Parla la top laywer: «Adeguatezza dei mezzi da valutare nel contesto sociale: pesa il principio di pari dignità fra coniugi, contano l’età e la salute. Servono tante prove, cause più lunghe e costose»
«Un trionfo per gli avvocati». Così Annamaria Bernardini de Pace commenta la sentenza 18287/18 delle Sezioni unite civili della Cassazione sull’assegno divorzile mentre l’accompagnano in auto per uno spostamento di lavoro (la pronuncia è qui disponibile in allegato). La top lawyer non nasconde la sua soddisfazione, è una vittoria per tutta la professione forense: il collegio esteso cassa con rinvio la pronuncia impugnata «fondata esclusivamente sul criterio dell’autosufficienza economica».
Perché è “un trionfo”, avvocato?
«Perché i giudici dopo la sentenza 11504 del 10 maggio 2017 si erano abituati a lavorare meno con il criterio dell’autosufficienza economica. Ora aumenta il lavoro per gli avvocati perché ci saranno molte prove da portare. Contano le condizioni di vita del coniuge che chiede l’assegno divorzile».
Ma il criterio per l’attribuzione del contributo economico resta l’inadeguatezza dei mezzi di sussistenza e l’impossibilità di procurarseli. Dov’è la svolta?
«La sentenza spiega che il criterio deve essere calato nel “contesto sociale” del richiedente e fa riferimento alle situazioni che sono conseguenza della relazione coniugale, ad esempio agli squilibri nella realizzazione personale fuori dal nucleo familiare. E qui si apre un mondo».
Bisognerà tutelare le donne che hanno rinunciato alla carriera per dedicarsi al marito e ai figli?
«Le Sezioni unite richiamano l’articolo 5 comma sesto della legge divorzio, bisogna tenere conto del contributo fornito dal richiedente alla conduzione della vita familiare e alla formazione del patrimonio comune e personale di ognuno degli ex coniugi. Certo, un conto è se la signora avrebbe fatto la maestra d’asilo e un altro se è laureata alla Bocconi e per la famiglia ha rinunciato a fare la commercialista. La cause di divorzio saranno più lunghe e costose».
Come spiega l’aumento delle spese?
«Prevedo istruttorie molto piene. Non possiamo dimenticare che c’è tutta la componente biologica da considerare per chi chiede l’assegno divorzile».
Si riferisce all’età avanzata che complica l’accesso al lavoro?

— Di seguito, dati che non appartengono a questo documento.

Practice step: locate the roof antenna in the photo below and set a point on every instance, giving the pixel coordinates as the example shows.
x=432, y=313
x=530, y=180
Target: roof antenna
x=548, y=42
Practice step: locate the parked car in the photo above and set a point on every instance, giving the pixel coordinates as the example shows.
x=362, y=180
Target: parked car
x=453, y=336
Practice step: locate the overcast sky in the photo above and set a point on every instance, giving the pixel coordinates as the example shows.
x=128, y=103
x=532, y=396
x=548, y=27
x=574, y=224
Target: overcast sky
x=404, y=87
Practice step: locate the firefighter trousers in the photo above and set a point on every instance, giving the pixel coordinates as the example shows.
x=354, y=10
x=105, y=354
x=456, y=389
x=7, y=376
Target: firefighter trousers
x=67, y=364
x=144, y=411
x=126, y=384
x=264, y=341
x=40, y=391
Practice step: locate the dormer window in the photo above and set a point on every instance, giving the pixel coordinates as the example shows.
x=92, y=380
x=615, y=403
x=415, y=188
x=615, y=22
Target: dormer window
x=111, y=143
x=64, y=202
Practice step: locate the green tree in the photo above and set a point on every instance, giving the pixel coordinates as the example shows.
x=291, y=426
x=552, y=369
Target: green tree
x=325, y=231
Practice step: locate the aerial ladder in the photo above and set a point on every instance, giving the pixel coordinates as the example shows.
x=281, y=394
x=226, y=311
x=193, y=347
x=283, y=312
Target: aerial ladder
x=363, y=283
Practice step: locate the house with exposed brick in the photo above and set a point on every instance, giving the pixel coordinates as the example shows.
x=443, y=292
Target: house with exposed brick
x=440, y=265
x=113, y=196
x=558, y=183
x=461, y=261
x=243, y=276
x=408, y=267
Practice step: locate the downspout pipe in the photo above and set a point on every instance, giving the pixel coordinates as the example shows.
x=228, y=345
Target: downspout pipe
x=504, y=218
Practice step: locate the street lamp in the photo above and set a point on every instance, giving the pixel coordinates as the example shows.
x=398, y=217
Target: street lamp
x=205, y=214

«Non solo alla carta di identità ma anche alle condizioni di salute della donna. Che ad esempio potrà dire di essere depressa per aver rinunciato a tante opportunità mentre le amiche facevano carriera. Il marito potrà replicare di averle garantito una bella vita fra shopping, vacanze di lusso e personale di servizio a disposizione. Insomma: ci sarà da litigare».
Il collegio esteso puntualizza che l’assegno non serve a ricostituire il tenore di vita goduto in costanza di matrimonio. Non c’è quindi il ritorno all’antico, non trova?
Non c’è sulla carta, ma di fatto c’è. Si dice che l’assegno ha una funzione compensativa e perequativa, si introduce un “criterio composito” che fa riferimento anche alla durata del matrimonio. La sentenza fa riferimento al principio di pari dignità che è alla base del principio solidaristico della convenzione europea dei diritti umani. Dice che lo scioglimento del vincolo incide sullo status dei coniugi ma non cancella tutti gli effetti della scelte di vita familiare».
Dunque?
«Due più due deve fare quattro e non tre».